The rider reined in his horse, stiff-legged, slipping on the frozen ground and snow. He wore the gold braid of a major on his tricornered hat. His cape covered his shoulder epaulets. He held a tight rein on his horse, vapor rising from its nostrils as it worked its feet, wanting to run in the cold.
“Who fired the cannon? Colonel Knox wants to know. So does General Washington.”
Turlock was on his feet. “I was responsible, sir.”
“You an officer?”
“No, sir. Sergeant Alvin Turlock. Boston Regiment.”
Billy rose to stand beside Turlock as the major continued.
“Colonel Henry Knox is in command of those cannon. You knew that?”
“I didn’t know who was in command, sir. I lost track back at Long Island.”
“Lost track? How?”
“Captured. I just caught up yesterday.”
The major looked at the gun crews, exhausted, filthy, ragged, staring at him, waiting. He counted the cannon and straightened in his saddle, and Billy saw the surprise in his face. “Only fourteen?”
“That’s all we had time for, sir.”
“Against more than sixty?”
“We weren’t counting, sir.”
The major looked past the cannon, at the remains of the Continental army, sitting on their baggage or in the snow, trying to find the strength to rise and start fires and search to see if their blankets and knapsacks were among those that got over the rise. He looked back at Turlock.
“Who gave you orders?”
“No one, sir. Things was pretty mixed up and I couldn’t find no officer to get orders, so I just gathered some men, and we covered our soldiers with the cannon while they got off the riverbank.”
The major hesitated and wiped at his mouth. “Colonel said to tell you next time get permission first.”
Turlock’s eyes were steady. “Sir, next time I’ll see if I can talk the British into waiting while I come find him.”
A faint smile flitted across the major’s face. “Maybe he’ll forgive it just this once.” His eyes dropped for a moment while he made up his mind. “General Washington said well done. Carry on, sergeant.” He reined his horse around and was gone. Turlock watched him ride out of sight before he turned back to Billy.
“Officers,” he grunted, and turned to the cannon crews. “You did good. Saved some men and gear. Get on back to your companies if you can find them.” He turned back to Billy.
“We better get firewood and …”
He got no further. Sixty British cannonballs tore crashing through the treetops above their heads, and men for five hundred yards dropped to the snow as the balls whistled on past to plow into the frozen ground one thousand yards farther west. Shattered tree limbs and branches came falling like rain, and then the sound of the big guns rolled over the rise while the echo rang up and down the river.

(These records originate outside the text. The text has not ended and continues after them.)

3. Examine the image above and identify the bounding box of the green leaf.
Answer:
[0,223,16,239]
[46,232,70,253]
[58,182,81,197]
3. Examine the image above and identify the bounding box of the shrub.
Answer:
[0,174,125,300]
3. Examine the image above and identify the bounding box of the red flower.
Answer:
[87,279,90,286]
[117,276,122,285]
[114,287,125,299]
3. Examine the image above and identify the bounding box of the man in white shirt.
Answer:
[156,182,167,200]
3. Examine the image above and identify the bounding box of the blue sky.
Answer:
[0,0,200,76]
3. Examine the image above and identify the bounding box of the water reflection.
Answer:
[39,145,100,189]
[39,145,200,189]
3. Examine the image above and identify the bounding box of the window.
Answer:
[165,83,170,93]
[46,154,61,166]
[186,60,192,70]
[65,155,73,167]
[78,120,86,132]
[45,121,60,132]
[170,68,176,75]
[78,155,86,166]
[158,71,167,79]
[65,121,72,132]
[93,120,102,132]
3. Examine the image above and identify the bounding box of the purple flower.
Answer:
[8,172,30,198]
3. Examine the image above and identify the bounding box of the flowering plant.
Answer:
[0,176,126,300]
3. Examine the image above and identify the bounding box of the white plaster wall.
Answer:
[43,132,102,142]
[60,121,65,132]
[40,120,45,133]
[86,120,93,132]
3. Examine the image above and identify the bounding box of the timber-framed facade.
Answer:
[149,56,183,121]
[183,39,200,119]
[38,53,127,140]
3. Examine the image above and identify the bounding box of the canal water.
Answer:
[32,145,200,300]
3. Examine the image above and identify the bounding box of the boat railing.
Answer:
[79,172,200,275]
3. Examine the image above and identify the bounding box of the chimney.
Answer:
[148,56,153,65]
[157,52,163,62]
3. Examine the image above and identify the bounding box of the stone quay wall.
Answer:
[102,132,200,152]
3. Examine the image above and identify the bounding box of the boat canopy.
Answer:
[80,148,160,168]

Everyone remained on the ground motionless, peering up at the shattered treetops, and thirty seconds later the second volley came ripping to fall harmlessly more than a half mile distant, followed by the roar and the rolling echo.
Turlock recovered from the shock and stood, safely hidden by the rise in the ground. “Wastin’ powder and shot to try to scare us.” He shook his head.
Five more times the big British cannon blasted, and the trees above the heads of the crouched Americans shook as the heavy balls sent white shards and branches and even whole limbs showering. Then the heavy guns fell silent and Turlock moved to the rim to peer cautiously, Billy by his side. They watched as the red- and blue-coated soldiers across the river seized the trails and spokes of the gun carriages and moved the cannon away from the river, out of sight. They backed away from the rim before he rose to pound the snow and dirt from his coat. He studied the scattered litter of broken branches and limbs, and a wry grin showed in his beard as he looked at Billy.